YYÜ Edebiyat Fakültesi Coğrafya Bölümü Öğretim Üyesi Prof. Dr. Alaeddinoğlu, havzadaki tuzun rüzgarla bölgeye dağılmaya başladığına dikkat çekti.
Prof. Dr. Alaeddinoğlu, "O tuzun gittiği her bölgede tuzlanmayla birlikte artık bir verimsizlik olacak. Yani o bölgedeki verimli toprakların yok olmasına neden oluyor. Tabi ki göl bir ekosistem. O gölün ortadan kalkması, o bölgedeki o tuzların bir çöl haline dönüşmesi ve bu çöl haline dönüşen tuz birikintilerinin yüzlerce, hatta binlerce kilometre öteye rüzgarla taşınmasına neden olacak.

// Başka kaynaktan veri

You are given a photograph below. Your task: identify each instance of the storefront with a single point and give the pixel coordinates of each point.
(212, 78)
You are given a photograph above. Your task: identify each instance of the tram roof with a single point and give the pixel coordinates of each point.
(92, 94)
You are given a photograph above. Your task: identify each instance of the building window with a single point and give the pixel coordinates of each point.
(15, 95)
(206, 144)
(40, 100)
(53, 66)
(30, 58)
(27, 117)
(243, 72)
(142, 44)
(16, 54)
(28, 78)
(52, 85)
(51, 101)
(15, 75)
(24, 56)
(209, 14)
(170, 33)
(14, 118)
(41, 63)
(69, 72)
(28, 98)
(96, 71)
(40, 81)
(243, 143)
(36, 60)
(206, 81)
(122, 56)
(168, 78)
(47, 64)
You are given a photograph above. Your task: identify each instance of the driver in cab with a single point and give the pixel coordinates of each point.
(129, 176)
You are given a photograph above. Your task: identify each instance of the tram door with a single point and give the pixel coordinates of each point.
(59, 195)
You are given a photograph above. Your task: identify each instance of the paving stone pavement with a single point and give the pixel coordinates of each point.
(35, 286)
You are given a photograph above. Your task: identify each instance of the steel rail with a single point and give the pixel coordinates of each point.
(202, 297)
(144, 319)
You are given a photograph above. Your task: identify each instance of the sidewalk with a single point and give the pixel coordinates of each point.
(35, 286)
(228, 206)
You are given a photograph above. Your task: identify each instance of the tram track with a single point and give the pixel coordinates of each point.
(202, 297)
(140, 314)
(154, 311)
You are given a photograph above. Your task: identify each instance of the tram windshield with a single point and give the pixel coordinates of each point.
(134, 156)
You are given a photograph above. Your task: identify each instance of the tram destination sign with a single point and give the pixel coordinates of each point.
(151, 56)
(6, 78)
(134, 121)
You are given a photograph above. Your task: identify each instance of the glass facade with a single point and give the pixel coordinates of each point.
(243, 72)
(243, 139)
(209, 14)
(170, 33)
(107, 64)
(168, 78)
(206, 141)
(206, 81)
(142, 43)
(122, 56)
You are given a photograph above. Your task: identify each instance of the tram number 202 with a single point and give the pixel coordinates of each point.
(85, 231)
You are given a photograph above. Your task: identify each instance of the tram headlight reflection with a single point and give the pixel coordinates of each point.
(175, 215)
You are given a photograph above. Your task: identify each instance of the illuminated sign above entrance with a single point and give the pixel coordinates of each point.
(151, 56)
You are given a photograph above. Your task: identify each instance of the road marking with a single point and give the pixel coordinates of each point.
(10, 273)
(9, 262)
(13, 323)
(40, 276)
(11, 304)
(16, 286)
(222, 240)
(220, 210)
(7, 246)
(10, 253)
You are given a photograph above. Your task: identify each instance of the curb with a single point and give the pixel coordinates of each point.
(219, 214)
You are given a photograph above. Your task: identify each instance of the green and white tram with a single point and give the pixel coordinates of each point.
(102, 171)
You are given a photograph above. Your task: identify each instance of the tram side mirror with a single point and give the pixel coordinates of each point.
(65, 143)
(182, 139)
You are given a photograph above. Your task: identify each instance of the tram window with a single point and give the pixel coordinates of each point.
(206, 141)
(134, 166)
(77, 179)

Bizim o rüzgarla taşınan bütün alanlarımız doğal olarak o tuzdan etkilenecek. Tarımsal alanların verimsizliğine neden olacak" dedi.
"VAN ETKİ ALANI İÇİNDE OLABİLİR"
Bu tahribat durumunun sadece o bölgeyi etkilemeyeceğini de dikkat çeken Prof. Dr. Alaeddinoğlu, "Yakın coğrafyada yani içinde Türkiye'nin de bulunduğu, ülkemizin de bulunduğu, Doğu Anadolu Bölgesi'nin önemli bir bölümünü de etkileyecek. Verimli toprak alanlarını, su kaynaklarının tamamını etkiler.
Dolayısıyla bu alanların o çölleşme tuzla beraber gelen, o çölleşme hareketi içinde bulunan komşu ülkeleri de etkileyecek. Türkiye bunlardan bir tanesidir. Türkiye'yi etkileyecek. Rüzgarla taşınan her bir tuz parçası gittiği coğrafyada tahribata neden olacak. Siz orayı suladığınızda zaten o tuzlu toprak verimliliği büyük ölçüde ortadan kaldıracak. Tam olarak ne kadar alanı etkileyecek sorusuna cevap bulmak lazım. Ama Van'ın da bu etki alanı içinde olduğunu söyleyebiliriz" diye konuştu.